But one thing stops a lot of midsize companies cold. To host on your own, you need a signed agreement with the Defense Department. That means paperwork, a review, and a business track record. Most small and midsize teams do not have the HR bandwidth to stand that up.
There is another door in. You can partner through a SkillBridge intermediary organization. They hold the Defense Department agreement. They run the cohorts. They match you with a screened candidate and handle the program logistics. You host the person and give them real work. They handle the rest.
This guide covers what an intermediary is, when it beats getting your own authorization, how the partnership works, who pays for what, who holds the paperwork, and how to turn a participant into a full-time hire.
What is a SkillBridge intermediary organization?
A SkillBridge intermediary is an organization that runs SkillBridge programs for other employers. The Defense Department calls these groups third party providers or authorized organizations. They facilitate SkillBridge opportunities on behalf of companies like yours.
The setup is simple. The intermediary signs the agreement with the Defense Department. They recruit and screen transitioning service members. They run cohorts, manage the training plan, and place each member with a host company. You are the host. You give the member a desk, a manager, and real work for the length of the fellowship.
The DoD SkillBridge program routes every host agreement through the Military-Civilian Transition Office. When you go direct, that agreement is yours to get and keep. When you go through an intermediary, that agreement is theirs. You sign a simpler host agreement with the provider instead.
Think of the intermediary as the bridge between the military side and your business side. On the military side, they meet every rule the Defense Department sets for a partner. On your side, they act like a matchmaker who already knows the talent. Some providers run broad cohorts across many fields.

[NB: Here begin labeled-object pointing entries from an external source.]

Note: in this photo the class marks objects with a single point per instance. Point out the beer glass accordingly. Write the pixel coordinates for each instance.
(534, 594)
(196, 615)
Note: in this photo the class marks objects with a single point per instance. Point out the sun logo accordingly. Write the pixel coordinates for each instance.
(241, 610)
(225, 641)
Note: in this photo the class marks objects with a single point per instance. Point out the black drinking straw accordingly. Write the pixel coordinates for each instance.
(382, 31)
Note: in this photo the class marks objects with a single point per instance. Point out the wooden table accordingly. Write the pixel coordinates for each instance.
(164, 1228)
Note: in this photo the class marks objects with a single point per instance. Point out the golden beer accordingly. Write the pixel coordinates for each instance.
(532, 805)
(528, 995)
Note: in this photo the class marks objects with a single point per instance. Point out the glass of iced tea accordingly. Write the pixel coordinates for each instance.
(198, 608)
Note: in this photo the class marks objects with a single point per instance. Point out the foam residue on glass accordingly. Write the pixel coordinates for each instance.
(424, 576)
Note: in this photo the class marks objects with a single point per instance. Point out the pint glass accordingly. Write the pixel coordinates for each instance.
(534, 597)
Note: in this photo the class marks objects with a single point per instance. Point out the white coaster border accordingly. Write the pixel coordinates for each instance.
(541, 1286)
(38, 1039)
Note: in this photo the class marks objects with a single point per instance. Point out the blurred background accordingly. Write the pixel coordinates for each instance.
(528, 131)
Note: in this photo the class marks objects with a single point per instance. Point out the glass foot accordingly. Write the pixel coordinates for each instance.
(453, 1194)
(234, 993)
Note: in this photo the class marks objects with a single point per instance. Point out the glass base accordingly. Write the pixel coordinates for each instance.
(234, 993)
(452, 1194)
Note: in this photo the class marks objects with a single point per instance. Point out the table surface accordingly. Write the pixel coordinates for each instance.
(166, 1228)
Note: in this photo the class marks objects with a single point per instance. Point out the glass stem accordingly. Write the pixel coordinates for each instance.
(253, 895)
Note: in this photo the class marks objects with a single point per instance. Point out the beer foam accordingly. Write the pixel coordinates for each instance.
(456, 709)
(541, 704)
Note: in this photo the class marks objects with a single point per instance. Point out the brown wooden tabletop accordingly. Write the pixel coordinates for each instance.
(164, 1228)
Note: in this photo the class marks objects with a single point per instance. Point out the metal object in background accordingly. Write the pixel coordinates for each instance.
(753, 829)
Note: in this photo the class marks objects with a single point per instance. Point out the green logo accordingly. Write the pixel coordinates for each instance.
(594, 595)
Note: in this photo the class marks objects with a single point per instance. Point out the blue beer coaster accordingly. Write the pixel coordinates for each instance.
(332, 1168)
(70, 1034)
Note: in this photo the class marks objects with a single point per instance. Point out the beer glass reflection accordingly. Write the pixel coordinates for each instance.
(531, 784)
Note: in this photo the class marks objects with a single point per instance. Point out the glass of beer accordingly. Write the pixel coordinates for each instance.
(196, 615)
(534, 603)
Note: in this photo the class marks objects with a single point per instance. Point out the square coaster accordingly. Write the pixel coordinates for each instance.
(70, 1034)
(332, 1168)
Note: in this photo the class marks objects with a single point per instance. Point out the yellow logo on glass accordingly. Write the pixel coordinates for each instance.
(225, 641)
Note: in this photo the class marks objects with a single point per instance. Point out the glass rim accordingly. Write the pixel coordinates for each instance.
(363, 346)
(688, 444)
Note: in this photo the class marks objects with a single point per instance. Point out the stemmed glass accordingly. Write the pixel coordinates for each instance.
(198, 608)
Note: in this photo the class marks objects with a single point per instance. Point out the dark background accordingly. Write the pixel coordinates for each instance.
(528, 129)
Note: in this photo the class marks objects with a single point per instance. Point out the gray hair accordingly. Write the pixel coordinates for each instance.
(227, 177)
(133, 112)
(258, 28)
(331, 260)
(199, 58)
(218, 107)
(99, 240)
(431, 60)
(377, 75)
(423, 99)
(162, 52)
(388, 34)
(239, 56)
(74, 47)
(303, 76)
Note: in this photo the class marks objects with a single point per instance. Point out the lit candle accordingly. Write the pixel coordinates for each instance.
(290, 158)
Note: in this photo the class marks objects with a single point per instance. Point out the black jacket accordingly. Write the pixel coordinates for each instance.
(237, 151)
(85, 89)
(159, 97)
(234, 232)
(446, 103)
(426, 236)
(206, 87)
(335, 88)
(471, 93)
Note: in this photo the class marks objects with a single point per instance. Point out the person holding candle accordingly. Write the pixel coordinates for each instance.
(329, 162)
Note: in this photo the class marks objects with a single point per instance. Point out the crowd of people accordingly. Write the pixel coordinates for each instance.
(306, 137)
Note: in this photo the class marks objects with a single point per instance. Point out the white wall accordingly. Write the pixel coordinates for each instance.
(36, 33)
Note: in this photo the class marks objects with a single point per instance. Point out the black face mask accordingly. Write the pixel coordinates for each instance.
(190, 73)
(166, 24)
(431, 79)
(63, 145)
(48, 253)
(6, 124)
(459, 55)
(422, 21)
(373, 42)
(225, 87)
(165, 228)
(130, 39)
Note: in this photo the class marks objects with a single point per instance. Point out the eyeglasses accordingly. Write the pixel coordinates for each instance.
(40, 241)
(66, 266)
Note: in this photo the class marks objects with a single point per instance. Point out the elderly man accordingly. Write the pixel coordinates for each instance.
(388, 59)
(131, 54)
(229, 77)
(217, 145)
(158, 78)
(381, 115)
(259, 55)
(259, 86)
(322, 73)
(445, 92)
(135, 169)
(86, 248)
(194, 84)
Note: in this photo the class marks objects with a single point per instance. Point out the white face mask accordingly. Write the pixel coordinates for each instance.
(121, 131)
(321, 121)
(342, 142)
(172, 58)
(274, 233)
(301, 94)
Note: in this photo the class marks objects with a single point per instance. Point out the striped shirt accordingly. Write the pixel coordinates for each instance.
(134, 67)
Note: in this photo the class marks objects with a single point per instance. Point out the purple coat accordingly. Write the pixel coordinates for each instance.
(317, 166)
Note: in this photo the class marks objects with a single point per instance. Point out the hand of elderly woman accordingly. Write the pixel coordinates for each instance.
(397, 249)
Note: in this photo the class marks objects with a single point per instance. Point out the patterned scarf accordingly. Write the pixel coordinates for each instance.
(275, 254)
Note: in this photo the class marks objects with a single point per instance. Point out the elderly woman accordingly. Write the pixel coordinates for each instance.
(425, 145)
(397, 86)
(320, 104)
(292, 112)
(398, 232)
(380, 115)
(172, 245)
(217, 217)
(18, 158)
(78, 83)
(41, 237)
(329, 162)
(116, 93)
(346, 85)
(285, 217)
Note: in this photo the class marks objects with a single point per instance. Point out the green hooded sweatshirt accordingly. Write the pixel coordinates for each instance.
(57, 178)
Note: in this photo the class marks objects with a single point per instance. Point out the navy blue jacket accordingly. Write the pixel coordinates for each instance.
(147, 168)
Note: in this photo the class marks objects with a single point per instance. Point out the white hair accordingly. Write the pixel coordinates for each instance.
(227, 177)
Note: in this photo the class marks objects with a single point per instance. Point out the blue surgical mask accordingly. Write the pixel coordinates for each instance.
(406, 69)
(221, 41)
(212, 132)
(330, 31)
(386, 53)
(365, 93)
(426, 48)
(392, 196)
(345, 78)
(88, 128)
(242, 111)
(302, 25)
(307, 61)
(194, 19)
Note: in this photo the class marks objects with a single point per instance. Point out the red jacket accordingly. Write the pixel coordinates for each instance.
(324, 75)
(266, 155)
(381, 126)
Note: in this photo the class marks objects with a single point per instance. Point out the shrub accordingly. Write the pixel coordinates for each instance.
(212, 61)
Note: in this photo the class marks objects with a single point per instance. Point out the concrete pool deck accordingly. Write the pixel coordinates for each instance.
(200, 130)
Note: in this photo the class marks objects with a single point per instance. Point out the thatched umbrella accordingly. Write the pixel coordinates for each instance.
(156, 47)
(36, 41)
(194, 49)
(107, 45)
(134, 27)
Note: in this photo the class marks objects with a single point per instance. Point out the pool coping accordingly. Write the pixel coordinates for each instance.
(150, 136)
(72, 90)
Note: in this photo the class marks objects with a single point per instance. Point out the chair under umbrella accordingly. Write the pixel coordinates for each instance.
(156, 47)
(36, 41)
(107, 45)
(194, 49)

Others focus on one industry, like logistics, cyber, or skilled trades. That focus is worth knowing before you sign, because it shapes the kind of candidate you will see.
Two ways to host, one outcome
Direct host: you hold the Defense Department agreement and run your own program. Intermediary host: a provider holds the agreement and hands you a screened candidate. Both put a transitioning service member on your team at no salary cost.
When does the intermediary route beat getting your own authorization?
Both routes work. The right one depends on your team size, your bandwidth, and how often you plan to host.
The intermediary route wins when any of these are true for you:
- No HR person to own it: Getting your own agreement and running the program takes time. A provider carries that load for you.
- You are new or small: The Defense Department generally wants a direct partner to be an established business with a few years of track record. A provider lets a younger company host anyway.
- You want one placement, not a standing program: Direct authorization pays off when you host often. For a single hire, the intermediary path is faster.
- You want the vetting done for you: Providers screen and match candidates. You review a short list. No cold sourcing on your end.
- This is your first time: A provider has run this hundreds of times. You lean on their process while you learn what good looks like.
Direct authorization still makes sense for larger firms that want to host many members a year and build a named program. If that is you, start with our guide on how to become a SkillBridge host company. If you are a small shop wondering whether you even qualify, read whether a small business can host SkillBridge interns first.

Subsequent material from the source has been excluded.